The firm focuses on areas such as neo manufacturing, energy, resource mastery and critical infrastructure. It has described itself as the first European venture capital fund to make a scientific impact assessment a required part of every investment decision.

== History ==
Planet A was founded in 2020 by a group of entrepreneurs, investors and environmental experts. The five founding partners were Nick de la Forge, Fridtjof Detzner, Lena Thiede, Tobias Seikel and Christian Schad. Christoph Gras joined later as the firm’s General Partner.

On 8 February 2023, the firm closed its first fund at €160 million, above its original target of €100 million. Investors in the fund included the carmaker BMW, the German development bank KfW Capital, multinational financial services Allianz, the retailer REWE, and the Danish state investment fund EIFO. Several entrepreneurs also invested, including Rolf Schrömgens of Trivago, Maximilian Backhaus of HelloFresh, and Rubin Ritter of Zalando. At the time of the fund's close, Planet A had already made 14 investments. In 2023, founding partner Fridtjof Detzner was named Investor of the Year at the German Startup Awards.

By late 2025, partners at Planet A had become commentators on the state of European climate investing.

== Investment approach ==
Planet A is the first European venture capital firm to operate an in-house science team. Before investing, the team carries out impact assessments such as life-cycle assessments, a method that measures the environmental effects of a product or technology across its entire life, from raw materials and supply chains through to disposal. The firm spends roughly 100–200 hours on this analysis for each prospective investment and publishes the resulting assessments publicly. It invests only in companies that can demonstrate a significant, measurable positive impact in at least one of its four focus areas.

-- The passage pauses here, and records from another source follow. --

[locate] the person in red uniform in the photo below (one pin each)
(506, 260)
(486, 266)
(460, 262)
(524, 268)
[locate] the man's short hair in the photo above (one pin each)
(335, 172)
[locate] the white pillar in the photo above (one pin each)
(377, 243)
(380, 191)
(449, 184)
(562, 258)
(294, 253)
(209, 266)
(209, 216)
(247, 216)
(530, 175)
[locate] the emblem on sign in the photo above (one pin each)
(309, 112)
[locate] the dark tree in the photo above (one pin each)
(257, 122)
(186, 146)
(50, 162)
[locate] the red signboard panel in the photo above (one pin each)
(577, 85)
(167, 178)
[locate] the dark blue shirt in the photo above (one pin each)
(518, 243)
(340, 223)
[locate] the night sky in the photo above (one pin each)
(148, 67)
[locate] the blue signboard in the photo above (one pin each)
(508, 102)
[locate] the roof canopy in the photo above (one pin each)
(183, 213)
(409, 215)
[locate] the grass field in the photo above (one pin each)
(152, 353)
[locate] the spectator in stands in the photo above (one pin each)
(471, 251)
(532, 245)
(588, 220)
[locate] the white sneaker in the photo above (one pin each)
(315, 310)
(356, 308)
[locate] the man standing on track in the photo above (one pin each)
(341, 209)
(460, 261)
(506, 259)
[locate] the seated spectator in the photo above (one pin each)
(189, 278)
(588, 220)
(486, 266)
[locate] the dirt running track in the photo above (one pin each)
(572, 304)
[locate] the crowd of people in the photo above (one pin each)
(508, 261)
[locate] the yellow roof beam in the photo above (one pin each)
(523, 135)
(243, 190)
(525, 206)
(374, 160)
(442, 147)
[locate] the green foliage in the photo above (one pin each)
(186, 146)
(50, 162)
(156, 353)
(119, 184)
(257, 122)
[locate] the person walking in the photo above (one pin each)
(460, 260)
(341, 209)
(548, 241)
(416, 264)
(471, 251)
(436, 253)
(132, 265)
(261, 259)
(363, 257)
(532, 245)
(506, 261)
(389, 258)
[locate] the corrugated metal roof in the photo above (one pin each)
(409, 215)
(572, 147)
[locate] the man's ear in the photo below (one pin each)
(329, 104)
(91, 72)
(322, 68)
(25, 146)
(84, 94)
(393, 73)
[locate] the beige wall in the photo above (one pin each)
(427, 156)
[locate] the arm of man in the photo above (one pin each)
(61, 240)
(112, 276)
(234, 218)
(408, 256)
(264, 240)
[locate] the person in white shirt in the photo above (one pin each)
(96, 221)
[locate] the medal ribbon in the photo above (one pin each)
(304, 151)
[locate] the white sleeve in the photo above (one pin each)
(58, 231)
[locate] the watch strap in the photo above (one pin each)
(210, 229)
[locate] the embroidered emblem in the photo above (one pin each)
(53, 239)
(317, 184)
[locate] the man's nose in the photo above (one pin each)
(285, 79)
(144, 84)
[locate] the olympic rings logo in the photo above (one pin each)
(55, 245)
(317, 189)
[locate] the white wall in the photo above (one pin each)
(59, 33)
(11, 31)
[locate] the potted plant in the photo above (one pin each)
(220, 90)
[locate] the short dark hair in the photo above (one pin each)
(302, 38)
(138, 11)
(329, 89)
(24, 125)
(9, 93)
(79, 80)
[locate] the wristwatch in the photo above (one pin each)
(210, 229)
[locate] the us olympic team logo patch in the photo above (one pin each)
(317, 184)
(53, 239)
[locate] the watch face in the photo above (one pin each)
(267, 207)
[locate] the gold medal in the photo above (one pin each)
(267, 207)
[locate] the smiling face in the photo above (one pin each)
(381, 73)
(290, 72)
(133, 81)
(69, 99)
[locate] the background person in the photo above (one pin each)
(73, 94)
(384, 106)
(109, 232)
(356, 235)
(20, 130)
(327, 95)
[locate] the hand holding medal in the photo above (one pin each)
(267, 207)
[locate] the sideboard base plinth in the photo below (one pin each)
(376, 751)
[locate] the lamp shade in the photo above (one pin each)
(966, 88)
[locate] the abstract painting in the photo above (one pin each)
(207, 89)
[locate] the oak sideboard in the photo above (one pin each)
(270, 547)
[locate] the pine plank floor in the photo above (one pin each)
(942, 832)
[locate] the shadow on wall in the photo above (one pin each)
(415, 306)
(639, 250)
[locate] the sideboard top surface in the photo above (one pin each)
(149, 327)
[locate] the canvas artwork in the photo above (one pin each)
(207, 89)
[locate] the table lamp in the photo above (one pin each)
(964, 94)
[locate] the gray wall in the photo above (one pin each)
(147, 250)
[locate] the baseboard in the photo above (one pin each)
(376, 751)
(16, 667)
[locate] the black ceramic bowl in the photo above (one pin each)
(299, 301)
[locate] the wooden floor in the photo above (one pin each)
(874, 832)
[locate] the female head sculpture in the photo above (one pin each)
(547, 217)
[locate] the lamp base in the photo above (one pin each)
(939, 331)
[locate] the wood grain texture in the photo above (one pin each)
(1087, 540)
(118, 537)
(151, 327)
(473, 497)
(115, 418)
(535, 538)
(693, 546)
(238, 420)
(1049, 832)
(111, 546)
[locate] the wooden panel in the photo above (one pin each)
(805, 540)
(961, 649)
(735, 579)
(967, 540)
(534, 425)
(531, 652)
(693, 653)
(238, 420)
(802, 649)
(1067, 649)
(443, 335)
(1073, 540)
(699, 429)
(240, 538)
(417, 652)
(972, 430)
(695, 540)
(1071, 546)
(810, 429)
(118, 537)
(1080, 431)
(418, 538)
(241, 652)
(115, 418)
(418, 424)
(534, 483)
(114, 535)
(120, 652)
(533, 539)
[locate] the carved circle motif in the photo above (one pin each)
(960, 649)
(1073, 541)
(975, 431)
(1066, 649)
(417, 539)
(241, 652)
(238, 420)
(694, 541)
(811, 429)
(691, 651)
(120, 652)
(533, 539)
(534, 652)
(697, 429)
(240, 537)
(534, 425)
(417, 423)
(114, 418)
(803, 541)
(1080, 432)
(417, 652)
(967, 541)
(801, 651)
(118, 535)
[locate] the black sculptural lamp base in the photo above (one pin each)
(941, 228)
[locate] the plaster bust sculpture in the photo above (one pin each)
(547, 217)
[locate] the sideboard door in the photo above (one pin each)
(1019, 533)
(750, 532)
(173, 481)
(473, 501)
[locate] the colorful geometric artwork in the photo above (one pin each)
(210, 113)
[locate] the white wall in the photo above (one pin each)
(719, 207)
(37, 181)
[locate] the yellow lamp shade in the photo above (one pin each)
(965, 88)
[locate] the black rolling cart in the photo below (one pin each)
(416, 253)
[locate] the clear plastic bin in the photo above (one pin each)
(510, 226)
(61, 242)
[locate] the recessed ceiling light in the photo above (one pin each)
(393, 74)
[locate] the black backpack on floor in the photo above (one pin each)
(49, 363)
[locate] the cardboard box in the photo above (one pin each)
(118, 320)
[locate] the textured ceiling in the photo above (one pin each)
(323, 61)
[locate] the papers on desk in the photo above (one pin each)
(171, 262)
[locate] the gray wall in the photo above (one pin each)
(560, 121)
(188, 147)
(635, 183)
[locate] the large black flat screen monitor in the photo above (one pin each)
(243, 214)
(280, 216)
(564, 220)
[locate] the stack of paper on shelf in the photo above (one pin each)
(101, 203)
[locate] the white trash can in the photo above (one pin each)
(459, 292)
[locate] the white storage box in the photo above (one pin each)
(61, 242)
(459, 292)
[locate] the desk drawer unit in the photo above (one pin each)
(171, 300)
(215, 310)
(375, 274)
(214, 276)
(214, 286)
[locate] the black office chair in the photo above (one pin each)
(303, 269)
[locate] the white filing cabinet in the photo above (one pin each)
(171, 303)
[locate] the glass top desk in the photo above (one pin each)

The firm invests mainly at the early stages, from pre-seed to Series A, with initial investments typically ranging from about €500,000 to €5 million. It backs both hardware and software companies, in sectors such as agriculture and food, energy, manufacturing, transport, construction, and waste management.

== Investments ==
By 2026, Planet A invested in 40 companies, depending on the source. Notable portfolio companies and funding rounds include:

- Traceless Materials – a Hamburg company developing a compostable, plastic-free material; raised €36.6 million in 2023.
- Makersite – a product-sustainability software company that raised €60 million in 2025.
- Hived – a British electric parcel-delivery startup that raised $42 million in 2025.
- Arsenale Bioyards – a biomanufacturing company that raised €9.5 million in 2025.
- Optiml – a real-estate software (proptech) startup that raised $8 million.
- Aris Machina – an artificial intelligence manufacturing startup led by a former Northvolt chief executive.
- Gigaton – an autonomous industrial-control company that raised $26 million in 2026.